Thom Mount of Reliant Pictures was forced to destroy the cut, as the American and Australian Writers Guild and American and Australian Directors Guild, backed by contractual obligations, found the cut to be illegal. Omnilab, who was working with Reliant Pictures and were involved in the recut and part of the RFFF loan with Reliant, refused to repay Screen Queensland the $2.3 million loan. It has never been paid. Screen Queensland attempted to recover its money through the courts, suing both Omnilab Media and Mapp Group Holdings, who had underwritten Reliant’s distribution guarantee. The PFTC (which became Screen Queensland) eventually settled out of court with Omnilab. Film Finances paid for and aided the re-cut with the American Producer.

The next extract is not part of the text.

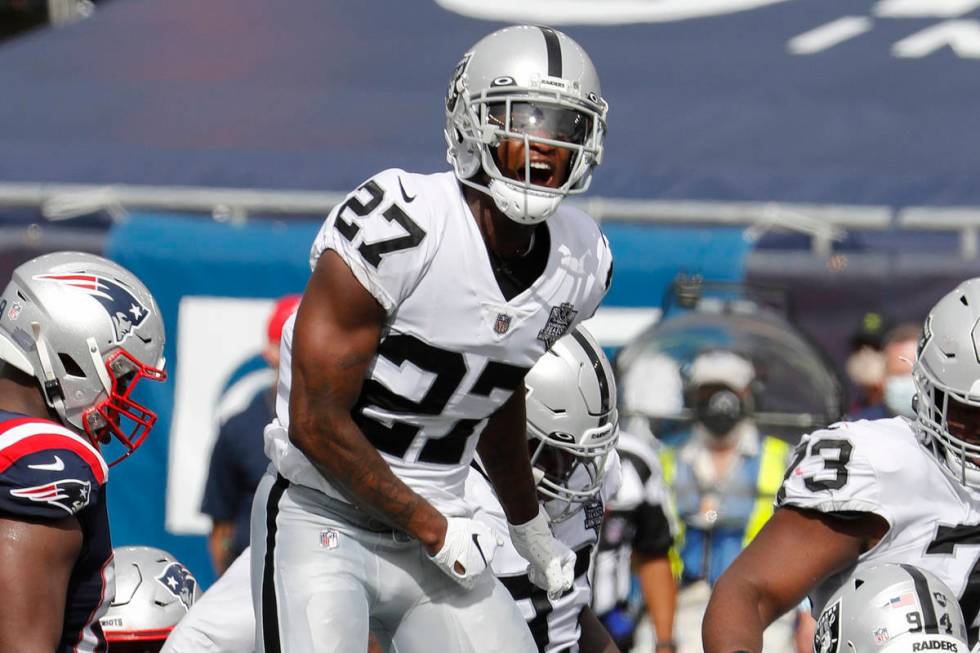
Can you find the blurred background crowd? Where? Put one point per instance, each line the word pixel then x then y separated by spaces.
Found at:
pixel 786 190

Goldcrest Films was given the film by Tony Cavanaugh, the Producer of the Film for international distribution, and screened it at markets in 2011 under the title I Am You. Icon films refused to release the film theatrically in Australia and ended the contract as the film remained as per the script, not the re-cut.

==Release==
The film screened at the Brisbane International Film Festival in 2012. It was screened on Foxtel in Australia on 2013.

==Music==
"Caroline", "What You Want" and "Ocean" were written and performed by John Butler Trio, Family Music, Jarrah Records. "Dawning" and "Dying Swan" were performed by Mark Seymour and Cameron McKenzie. Score music was arranged and conducted by Nico Muhly and performed by Amiina (Iceland).

==Awards==
Ruth Bradley won the Best Actress award at the Milan International Film Festival 2010 for her performance as Caroline Reed Robertson.